Час волка на берегу Лаврентий Палыча - [31]

Шрифт
Интервал

– Но как именно вас преследовали? – лез адвокат в душу, "словно палцэм в жопу", согласно определению, сделанному Картузом уже на улице, после завершения встречи.

– Так преследовалы, так преследовалы, – отвечал Васёк, – слов нэт, сказать нэ могу!

– Видите-ли, – принялся объяснять ему мэтр Ганьон, – согласно конвенции ООН о беженцах, преследованиями считаются только и исключительно акты физической агрессии, совершенные против вас или членов вашей семьи, а также обоснованные угрозы совершения актов физической агрессии.

Я же все именно так, слово в слово и перевел, причем, весьма бойко и с выражением, ибо тадлдычил эту фразу всем новым клиентам по десять раз в неделю в течение уже более двух лет.

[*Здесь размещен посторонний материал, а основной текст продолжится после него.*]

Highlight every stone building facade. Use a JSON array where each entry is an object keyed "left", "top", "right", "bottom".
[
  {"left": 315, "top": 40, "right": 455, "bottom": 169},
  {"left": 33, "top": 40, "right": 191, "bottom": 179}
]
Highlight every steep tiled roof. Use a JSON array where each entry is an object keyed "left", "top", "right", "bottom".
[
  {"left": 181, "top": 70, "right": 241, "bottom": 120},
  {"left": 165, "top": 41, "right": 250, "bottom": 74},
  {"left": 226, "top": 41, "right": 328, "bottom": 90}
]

– Какой физической, слушай? – удивился Васёк, – чиво он там бухтит? Чито за туфту гонит? Не въехал я, у меня, слушай, по физике всегда двойка была.

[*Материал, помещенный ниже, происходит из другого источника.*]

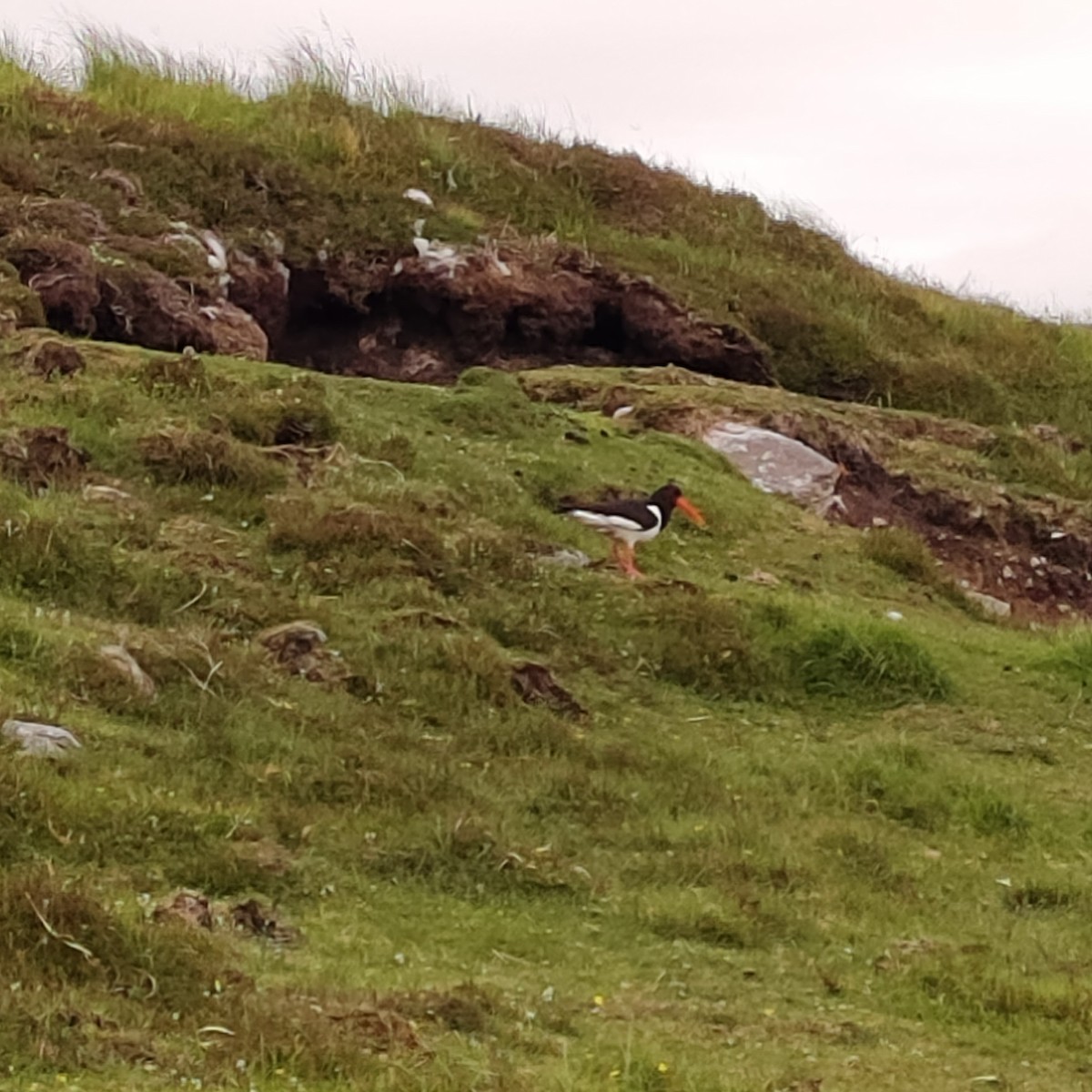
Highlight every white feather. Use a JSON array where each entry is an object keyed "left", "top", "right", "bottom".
[{"left": 568, "top": 504, "right": 661, "bottom": 546}]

– Ну, это, понимаешь, – начал я ему доходчиво объяснять, – физической – это значит, что на тебя там по жизни наезжали, типа метелили. Скажи ему, били ли тебя Израиле?

– Да били, да, – по бабьи запричитал он, – так били, слушай, я их маму ебал!

– И вам при этом угрожали? – поинтересовался уж заодно мэтр Ганьон.

– Угрожалы, слушай, да. Каждый день угрожалы, – отвечал Васёк.

– Как именно угрожали? – гнул своё адвокат.

– А убъём, говорили, – горестно сообщил бывший мичман.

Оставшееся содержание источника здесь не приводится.